By Kathryn Mayer
Just as new patients are set to start looking for care under the Patient Protection and Affordable Care Act
, providers face a startling reality: Doctor and nurse vacancies are approaching nearly 20 percent.
AMN Healthcare said the vacancy rate for physicians at hospitals is now nearing18 percent. While the vacancy rate for nurses
is 17 percent, more than three times what it was in 2009.
There hasn’t been a shortage of previous reports about the ongoing doctor shortage itself, but AMN’s is different because it identifies an exact number of vacancies — and a startling jump from just four years prior.
In 2009, vacancies for nurses were just 5.5 percent while doctor vacancies hovered at 10.7 percent.
“Change in health care is a continuous evolution, but the one constant is people,” AMN president and chief executive officer Susan Salka said. “No matter what models of care are in place, it takes physicians, nurses and other clinicians to provide quality patient care, and the fact is we simply do not have enough of them.”
Nurse practitioners and physician assistants also are in short supply with AMN reporting a vacancy rate of 15 percent.

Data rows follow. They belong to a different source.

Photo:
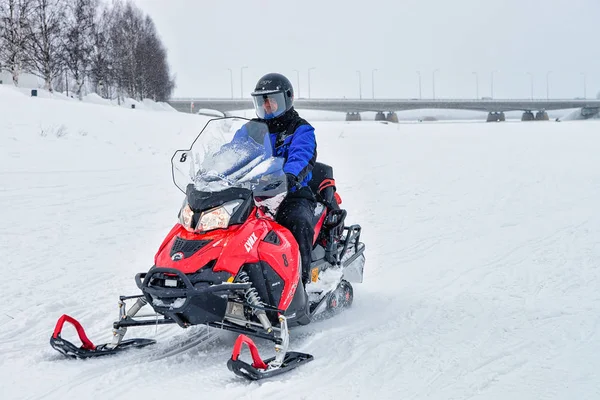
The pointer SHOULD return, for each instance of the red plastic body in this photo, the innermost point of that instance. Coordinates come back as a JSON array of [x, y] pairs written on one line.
[[238, 245]]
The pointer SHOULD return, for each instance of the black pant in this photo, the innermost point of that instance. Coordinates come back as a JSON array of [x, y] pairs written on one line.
[[296, 214]]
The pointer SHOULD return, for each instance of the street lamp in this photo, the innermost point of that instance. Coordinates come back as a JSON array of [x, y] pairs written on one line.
[[531, 83], [231, 80], [310, 69], [433, 76], [373, 82], [548, 85], [297, 82], [242, 81]]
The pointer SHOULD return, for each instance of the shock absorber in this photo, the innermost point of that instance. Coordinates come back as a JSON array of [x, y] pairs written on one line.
[[253, 298]]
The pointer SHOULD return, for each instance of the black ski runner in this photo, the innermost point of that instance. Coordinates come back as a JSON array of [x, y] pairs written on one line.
[[88, 349], [261, 369]]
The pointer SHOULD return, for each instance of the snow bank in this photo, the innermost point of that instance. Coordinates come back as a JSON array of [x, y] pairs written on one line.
[[481, 279]]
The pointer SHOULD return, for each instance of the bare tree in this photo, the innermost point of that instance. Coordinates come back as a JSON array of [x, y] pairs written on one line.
[[78, 39], [155, 81], [101, 66], [14, 35], [46, 40]]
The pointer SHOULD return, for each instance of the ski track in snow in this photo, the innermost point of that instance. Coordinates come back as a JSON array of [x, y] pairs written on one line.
[[481, 280]]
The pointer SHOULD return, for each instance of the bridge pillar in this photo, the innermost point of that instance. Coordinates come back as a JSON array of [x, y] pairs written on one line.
[[392, 117], [352, 116], [496, 117], [528, 116]]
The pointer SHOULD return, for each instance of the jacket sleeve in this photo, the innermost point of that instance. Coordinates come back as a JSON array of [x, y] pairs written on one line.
[[302, 152]]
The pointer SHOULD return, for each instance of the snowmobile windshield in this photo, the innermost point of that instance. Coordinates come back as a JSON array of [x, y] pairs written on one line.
[[229, 153]]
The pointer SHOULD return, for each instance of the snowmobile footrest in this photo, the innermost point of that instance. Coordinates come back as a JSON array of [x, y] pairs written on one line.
[[261, 369], [88, 349]]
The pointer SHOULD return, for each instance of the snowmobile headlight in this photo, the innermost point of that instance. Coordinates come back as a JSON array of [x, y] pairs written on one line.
[[186, 216], [208, 220]]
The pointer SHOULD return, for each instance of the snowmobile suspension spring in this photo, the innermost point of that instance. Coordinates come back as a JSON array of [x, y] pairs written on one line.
[[253, 299], [251, 293]]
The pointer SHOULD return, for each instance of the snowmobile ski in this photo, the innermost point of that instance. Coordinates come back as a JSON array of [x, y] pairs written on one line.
[[88, 349], [262, 369]]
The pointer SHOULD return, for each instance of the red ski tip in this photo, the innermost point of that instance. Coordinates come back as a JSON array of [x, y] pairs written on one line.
[[86, 343], [257, 362]]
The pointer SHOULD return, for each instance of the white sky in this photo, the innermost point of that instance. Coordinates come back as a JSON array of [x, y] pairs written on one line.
[[397, 37]]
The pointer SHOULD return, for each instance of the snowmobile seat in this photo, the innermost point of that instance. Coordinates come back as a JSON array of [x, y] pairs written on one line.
[[323, 185]]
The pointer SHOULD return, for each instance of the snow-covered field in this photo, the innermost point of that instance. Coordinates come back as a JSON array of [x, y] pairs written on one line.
[[482, 277]]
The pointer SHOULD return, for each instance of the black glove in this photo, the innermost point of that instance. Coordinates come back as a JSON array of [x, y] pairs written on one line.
[[292, 181]]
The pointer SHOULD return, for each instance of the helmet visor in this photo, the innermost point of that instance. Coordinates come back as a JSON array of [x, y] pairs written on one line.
[[269, 104]]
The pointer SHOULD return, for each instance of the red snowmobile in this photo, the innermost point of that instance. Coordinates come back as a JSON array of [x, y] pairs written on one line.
[[228, 264]]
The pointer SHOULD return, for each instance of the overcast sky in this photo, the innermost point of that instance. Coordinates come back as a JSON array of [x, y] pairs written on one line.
[[396, 37]]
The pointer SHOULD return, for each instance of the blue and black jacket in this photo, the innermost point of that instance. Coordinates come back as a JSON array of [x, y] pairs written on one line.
[[293, 139]]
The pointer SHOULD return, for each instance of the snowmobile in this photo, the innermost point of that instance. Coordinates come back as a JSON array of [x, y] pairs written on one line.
[[228, 264]]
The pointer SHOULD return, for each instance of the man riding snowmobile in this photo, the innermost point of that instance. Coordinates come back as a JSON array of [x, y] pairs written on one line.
[[293, 139], [230, 262]]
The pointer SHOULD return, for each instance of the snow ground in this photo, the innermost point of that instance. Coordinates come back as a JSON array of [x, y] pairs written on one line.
[[481, 279]]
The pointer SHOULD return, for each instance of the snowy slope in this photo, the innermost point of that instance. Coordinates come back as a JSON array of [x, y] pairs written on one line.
[[481, 279]]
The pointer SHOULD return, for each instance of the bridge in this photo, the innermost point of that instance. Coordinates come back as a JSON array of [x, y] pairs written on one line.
[[353, 107]]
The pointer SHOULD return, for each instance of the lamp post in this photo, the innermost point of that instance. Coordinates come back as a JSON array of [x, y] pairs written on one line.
[[242, 81], [433, 80], [231, 80], [531, 83], [373, 82], [476, 85], [297, 81], [492, 84], [310, 69]]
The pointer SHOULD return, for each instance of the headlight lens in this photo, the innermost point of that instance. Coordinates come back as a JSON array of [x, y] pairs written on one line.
[[208, 220]]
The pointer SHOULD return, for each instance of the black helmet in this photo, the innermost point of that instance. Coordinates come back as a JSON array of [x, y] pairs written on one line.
[[272, 96]]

The growth in vacancy rates is due to a number of factors, including the impact of PPACA, the improving economy, a growing demand for services and an aging clinical workforce, AMN executives said.

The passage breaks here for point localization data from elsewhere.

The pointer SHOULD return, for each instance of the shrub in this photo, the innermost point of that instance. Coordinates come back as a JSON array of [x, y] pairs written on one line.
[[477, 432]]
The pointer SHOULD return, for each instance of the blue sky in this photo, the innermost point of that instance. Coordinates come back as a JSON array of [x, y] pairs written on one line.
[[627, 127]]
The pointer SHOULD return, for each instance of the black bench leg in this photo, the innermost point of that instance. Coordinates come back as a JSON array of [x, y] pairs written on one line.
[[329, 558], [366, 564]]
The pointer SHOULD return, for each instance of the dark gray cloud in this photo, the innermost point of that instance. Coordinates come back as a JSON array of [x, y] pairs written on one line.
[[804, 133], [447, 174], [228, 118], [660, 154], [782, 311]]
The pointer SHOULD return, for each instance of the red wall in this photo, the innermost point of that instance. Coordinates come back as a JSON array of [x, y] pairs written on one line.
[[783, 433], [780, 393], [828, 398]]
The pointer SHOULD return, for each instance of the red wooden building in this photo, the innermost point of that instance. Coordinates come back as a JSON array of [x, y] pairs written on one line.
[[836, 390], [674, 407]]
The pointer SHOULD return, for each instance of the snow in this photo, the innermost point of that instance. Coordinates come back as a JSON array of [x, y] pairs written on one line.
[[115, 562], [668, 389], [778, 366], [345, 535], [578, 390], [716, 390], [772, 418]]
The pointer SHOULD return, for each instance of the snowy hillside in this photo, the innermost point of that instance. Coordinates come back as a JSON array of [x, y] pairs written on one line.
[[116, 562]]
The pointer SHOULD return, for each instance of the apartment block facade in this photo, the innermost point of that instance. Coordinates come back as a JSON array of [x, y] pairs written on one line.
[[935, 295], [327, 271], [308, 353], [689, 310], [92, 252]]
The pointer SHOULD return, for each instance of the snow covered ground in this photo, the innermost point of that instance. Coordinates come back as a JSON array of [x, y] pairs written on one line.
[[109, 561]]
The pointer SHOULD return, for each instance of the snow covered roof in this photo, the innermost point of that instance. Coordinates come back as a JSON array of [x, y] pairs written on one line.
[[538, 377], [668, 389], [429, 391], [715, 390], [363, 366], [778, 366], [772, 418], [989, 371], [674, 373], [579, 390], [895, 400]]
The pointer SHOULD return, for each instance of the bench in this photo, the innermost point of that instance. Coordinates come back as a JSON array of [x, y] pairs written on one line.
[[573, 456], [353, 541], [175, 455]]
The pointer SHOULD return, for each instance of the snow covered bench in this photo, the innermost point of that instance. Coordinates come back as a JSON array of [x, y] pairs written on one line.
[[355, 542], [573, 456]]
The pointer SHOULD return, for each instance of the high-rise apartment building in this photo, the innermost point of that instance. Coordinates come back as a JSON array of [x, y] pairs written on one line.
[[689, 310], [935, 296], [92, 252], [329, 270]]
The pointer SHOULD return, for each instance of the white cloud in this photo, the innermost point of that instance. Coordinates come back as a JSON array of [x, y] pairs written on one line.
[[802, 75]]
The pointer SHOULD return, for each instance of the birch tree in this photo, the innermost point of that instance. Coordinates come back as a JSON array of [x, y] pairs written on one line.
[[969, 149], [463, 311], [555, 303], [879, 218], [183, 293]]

The health care staffing firm surveyed hospital executives and found that a whopping 78 percent said the nation is facing a physician shortage
, while 66 percent said there’s a shortage of nurses, and 50 percent said there’s a shortage of advanced practitioners.
Worse yet, the survey found that more than 65 percent of hospital executives believe the influx of newly insured patients will increase the need for physicians at their facilities, while 63 percent said the law will increase the need for nurses and more than 52 percent said it will increase the need for nurse practitioners and physician assistants.
AMN Healthcare also found that more than 70 percent rated the staffing of physicians, nurses, nurse practitioners and physician assistants as a high priority in 2014. That’s a huge jump from the 24 percent who said it was a priority in 2009. It won’t be an easy road, though: Hospital executives said recruitment of physicians and nurses is especially difficult.